Box 3 Comparison FOURIER and ODYSSEY Outcomes, patient baseline data | ||
FOURIER2 | ODYSSEY OUTCOMES22 | |
Clinical setting | Stable ASCVD; median of 3.4 years from most recent MI | Recent ACS; median 2.6 months from index event |
Statin use | • 99.7% on moderate to high intensity statin | • 67% were statin-naïve >3 months before index event • 89% were on high-intensity statin at randomization |
Ezetimibe at randomization | 5.3% | 3% |
Cardiovascular history* | • 81% had a history of MI, 20% had previous nonhaemorrhagic stroke and 13% had peripheral arterial disease | • <50% had a history of MI and/or coronary revascularization |
Baseline LDL-C | 2.37 (2.07-2.79) mmol/L 92 (80-108) mg/dL | 2.25 (1.89-2.69) mmoL/L 87 (73-104) mg/dL |
* at baseline |
Other gaps in knowledge about PCSK9 inhibition relate to the use of PCSK9 inhibition in other very high risk groups that to date have not been studied in clinical trials, specifically patients with chronic kidney disease (not requiring dialysis).9 Finally, the cost-effectiveness of this therapy added to maximally tolerated statin, ideally with concomitant ezetimibe therapy, is a highly pertinent concern with the finite budgets of healthcare systems.

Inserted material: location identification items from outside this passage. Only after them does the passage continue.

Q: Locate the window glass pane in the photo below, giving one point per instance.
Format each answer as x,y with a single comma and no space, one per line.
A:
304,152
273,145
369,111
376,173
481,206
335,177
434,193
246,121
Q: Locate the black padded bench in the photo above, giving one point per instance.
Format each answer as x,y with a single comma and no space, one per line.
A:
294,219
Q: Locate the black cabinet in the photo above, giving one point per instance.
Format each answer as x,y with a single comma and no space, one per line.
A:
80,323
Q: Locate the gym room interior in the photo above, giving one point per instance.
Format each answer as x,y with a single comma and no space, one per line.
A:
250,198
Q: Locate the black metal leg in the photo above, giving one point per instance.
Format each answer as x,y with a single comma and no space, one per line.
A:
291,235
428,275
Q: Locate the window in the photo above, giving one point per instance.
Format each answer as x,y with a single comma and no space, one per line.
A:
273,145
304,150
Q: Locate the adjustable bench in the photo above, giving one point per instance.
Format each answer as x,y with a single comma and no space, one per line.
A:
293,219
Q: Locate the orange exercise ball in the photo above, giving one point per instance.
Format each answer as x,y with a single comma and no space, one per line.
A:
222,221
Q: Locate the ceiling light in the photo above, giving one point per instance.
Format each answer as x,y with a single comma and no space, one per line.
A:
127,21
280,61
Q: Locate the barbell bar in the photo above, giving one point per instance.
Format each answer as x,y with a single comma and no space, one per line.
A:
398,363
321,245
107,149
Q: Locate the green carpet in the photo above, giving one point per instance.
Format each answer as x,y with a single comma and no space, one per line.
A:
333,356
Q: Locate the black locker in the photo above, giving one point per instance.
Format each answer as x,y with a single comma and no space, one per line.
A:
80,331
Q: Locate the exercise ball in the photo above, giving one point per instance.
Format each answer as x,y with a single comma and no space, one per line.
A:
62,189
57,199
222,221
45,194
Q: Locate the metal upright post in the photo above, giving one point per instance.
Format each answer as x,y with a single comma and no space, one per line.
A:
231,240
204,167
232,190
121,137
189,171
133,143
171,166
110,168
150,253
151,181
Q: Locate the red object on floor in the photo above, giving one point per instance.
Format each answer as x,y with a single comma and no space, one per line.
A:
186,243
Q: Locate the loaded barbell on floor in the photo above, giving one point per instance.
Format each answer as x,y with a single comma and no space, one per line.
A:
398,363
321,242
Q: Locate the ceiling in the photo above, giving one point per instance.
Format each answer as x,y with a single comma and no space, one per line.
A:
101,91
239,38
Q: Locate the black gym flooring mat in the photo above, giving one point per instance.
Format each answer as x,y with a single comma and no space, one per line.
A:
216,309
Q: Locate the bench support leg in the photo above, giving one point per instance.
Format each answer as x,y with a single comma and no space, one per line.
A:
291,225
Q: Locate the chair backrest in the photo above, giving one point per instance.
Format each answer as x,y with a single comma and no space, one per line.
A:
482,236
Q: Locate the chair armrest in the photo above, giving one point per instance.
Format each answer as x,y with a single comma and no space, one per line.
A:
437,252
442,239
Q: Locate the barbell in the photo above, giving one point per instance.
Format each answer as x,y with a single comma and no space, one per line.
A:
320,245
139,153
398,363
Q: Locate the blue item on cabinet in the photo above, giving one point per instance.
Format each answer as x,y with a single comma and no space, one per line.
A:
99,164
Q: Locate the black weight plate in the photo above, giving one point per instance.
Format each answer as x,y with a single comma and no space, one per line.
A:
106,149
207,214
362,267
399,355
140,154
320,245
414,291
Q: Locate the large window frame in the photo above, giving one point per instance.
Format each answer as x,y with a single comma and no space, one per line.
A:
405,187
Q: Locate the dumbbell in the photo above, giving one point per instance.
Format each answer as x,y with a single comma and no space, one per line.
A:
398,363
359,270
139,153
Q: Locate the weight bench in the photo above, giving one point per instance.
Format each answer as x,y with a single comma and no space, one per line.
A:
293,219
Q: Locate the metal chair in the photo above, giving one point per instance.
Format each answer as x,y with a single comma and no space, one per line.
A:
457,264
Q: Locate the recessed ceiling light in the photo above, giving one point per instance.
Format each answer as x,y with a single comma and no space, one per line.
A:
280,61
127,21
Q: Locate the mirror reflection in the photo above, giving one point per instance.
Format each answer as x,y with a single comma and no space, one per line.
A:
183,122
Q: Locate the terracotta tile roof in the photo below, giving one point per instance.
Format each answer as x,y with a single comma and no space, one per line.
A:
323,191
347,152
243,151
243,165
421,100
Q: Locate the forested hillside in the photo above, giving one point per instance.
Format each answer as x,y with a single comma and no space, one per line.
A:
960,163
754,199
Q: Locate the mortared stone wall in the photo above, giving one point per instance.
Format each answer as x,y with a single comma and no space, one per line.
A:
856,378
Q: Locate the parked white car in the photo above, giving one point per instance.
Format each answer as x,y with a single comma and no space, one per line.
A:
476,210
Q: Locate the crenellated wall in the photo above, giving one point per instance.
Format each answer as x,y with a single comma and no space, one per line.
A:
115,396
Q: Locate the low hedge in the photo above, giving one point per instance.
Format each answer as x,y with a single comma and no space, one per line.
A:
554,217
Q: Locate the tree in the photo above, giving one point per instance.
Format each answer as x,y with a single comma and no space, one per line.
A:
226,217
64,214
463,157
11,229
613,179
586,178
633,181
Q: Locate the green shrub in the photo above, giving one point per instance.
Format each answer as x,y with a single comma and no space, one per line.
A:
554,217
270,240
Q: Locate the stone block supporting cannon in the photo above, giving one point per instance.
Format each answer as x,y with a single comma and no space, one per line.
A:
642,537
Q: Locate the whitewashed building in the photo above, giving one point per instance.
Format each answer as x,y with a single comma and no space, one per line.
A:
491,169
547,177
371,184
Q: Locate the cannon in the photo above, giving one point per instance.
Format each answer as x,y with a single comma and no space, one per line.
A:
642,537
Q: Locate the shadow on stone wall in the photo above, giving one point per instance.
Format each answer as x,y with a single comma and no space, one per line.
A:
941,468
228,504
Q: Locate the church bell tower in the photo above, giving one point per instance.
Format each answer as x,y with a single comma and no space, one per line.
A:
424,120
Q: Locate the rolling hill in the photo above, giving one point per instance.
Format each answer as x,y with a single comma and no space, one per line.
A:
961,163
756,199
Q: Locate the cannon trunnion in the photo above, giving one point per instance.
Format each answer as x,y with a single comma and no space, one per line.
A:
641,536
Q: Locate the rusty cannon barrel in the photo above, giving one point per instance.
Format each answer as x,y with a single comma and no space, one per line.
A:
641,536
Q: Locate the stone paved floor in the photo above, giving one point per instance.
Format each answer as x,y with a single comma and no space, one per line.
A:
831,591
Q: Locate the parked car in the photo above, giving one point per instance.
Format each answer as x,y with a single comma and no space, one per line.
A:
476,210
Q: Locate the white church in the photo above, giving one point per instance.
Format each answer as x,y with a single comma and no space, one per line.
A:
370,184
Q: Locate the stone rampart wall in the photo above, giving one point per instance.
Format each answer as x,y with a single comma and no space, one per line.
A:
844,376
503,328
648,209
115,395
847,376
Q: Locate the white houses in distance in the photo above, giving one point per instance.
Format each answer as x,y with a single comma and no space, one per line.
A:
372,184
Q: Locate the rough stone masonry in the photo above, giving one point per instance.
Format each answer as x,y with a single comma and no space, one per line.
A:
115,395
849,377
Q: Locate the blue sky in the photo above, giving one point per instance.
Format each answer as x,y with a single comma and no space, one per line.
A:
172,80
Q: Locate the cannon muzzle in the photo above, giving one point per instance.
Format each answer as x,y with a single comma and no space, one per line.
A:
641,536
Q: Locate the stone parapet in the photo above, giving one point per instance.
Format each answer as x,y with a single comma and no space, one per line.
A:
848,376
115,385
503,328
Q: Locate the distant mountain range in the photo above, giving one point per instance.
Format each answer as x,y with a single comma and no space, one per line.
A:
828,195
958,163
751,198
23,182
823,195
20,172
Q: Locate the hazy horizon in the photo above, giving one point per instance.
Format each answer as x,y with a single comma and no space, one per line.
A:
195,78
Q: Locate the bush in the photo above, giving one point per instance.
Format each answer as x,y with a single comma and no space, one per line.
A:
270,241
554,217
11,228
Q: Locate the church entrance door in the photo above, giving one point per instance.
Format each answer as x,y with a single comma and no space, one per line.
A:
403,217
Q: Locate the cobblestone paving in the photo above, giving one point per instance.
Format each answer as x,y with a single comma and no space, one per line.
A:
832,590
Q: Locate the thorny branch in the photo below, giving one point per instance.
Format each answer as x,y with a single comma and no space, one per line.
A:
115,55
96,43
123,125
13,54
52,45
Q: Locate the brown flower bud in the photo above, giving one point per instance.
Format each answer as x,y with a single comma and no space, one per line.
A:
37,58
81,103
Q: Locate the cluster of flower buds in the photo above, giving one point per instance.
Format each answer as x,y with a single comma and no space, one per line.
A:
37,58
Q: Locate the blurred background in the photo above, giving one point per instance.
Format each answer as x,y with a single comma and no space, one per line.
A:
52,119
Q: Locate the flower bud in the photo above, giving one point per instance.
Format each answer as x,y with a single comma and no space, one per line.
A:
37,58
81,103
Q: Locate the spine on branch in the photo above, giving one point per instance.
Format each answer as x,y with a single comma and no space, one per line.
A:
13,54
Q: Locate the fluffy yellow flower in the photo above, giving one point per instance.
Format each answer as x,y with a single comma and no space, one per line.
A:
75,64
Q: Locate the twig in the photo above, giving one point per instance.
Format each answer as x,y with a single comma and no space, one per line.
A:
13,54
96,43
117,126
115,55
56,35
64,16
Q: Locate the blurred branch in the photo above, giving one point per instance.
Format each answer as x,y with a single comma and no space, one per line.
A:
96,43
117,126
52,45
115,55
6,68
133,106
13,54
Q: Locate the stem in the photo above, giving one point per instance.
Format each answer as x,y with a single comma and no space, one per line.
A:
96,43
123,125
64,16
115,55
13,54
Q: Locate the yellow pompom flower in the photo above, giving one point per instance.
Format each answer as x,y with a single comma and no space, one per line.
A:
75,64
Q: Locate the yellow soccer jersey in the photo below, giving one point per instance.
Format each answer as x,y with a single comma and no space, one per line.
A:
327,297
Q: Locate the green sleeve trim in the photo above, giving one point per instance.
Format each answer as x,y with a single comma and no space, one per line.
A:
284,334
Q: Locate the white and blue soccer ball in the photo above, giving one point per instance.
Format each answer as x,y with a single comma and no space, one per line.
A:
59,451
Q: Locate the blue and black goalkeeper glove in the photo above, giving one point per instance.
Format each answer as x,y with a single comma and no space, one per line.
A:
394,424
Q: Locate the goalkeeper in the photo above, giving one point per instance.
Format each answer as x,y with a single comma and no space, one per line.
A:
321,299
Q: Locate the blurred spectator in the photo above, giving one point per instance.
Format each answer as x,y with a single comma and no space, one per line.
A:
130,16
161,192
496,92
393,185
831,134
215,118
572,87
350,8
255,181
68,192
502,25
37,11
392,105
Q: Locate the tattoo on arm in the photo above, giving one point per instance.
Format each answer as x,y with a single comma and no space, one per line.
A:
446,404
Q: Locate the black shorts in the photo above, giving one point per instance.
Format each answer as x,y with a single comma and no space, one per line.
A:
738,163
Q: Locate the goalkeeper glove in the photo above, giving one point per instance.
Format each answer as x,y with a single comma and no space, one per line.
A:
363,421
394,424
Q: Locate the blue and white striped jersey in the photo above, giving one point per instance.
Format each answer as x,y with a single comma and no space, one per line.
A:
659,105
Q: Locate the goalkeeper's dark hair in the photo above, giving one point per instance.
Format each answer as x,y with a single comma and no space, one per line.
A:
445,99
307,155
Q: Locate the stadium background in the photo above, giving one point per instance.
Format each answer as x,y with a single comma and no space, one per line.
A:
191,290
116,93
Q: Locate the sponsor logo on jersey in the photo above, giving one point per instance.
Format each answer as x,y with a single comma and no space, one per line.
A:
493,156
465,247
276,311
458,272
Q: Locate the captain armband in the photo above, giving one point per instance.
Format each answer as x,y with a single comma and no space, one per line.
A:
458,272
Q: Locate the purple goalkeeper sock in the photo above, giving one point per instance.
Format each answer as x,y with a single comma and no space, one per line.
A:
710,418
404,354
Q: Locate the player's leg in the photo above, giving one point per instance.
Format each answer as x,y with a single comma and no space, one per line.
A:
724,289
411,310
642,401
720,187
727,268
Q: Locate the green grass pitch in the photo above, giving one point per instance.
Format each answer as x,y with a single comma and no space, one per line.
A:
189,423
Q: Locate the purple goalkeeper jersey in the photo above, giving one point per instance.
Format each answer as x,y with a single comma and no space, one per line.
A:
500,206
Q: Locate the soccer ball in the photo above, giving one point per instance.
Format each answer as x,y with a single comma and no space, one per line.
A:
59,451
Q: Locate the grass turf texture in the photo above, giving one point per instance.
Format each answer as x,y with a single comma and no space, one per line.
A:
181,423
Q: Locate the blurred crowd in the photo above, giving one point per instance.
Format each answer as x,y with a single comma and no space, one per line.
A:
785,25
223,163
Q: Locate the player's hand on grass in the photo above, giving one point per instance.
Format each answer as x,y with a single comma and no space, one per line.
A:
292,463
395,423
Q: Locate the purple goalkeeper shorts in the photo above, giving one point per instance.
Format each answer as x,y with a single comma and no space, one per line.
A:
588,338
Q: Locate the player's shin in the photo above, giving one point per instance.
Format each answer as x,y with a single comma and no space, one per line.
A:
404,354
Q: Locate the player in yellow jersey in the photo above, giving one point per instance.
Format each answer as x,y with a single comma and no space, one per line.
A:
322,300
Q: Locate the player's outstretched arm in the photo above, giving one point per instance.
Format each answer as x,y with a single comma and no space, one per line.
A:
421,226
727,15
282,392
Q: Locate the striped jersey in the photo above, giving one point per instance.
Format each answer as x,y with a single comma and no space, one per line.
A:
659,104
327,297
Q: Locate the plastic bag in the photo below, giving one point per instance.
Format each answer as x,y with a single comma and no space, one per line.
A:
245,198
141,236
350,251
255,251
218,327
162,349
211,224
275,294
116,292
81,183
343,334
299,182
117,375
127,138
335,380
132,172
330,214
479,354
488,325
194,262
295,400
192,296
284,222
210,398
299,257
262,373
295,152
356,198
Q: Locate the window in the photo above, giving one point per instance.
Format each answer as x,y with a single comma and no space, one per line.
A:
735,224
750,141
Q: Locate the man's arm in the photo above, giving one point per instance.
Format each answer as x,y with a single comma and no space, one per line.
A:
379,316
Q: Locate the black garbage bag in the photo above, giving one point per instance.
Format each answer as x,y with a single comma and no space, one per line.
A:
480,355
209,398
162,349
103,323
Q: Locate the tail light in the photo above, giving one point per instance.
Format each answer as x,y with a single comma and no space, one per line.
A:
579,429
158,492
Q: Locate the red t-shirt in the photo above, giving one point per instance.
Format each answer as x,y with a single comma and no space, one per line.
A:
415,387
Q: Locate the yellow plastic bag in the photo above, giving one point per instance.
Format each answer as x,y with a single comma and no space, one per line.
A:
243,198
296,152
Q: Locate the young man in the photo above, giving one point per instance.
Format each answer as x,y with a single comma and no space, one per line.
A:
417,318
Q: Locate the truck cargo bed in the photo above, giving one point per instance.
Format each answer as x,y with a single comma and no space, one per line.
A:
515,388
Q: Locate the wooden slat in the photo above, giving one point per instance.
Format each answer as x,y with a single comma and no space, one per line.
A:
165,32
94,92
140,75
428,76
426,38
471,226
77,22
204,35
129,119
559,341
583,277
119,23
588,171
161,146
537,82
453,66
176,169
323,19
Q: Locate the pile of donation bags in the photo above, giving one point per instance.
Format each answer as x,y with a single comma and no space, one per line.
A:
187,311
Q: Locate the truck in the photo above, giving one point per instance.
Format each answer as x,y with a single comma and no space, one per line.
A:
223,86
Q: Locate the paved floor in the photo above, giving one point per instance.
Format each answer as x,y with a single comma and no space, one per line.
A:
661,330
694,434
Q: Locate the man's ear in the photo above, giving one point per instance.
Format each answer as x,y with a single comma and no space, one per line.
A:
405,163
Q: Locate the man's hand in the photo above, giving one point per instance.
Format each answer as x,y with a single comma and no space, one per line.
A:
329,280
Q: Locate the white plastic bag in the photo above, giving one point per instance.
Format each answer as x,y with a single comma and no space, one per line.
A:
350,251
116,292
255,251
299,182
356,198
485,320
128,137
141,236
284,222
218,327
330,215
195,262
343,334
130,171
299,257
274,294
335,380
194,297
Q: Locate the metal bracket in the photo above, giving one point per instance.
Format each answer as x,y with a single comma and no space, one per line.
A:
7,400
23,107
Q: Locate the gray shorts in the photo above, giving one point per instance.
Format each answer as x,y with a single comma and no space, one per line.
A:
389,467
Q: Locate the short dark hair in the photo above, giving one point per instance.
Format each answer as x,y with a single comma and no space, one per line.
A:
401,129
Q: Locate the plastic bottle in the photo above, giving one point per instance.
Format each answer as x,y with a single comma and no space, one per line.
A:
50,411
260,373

In the space of little more than a decade, clinicians now have at their disposal a novel therapy that substantially lowers LDL-C levels when added to a statin, and reduces major cardiovascular events in very high-risk patients with clinical ASCVD. Judicious use of this treatment, targeting those patients most likely to derive benefit, is needed. This new ESC/EAS Task Force statement provides important clinical guidance and practical algorithms that will help clinicians in their routine practice.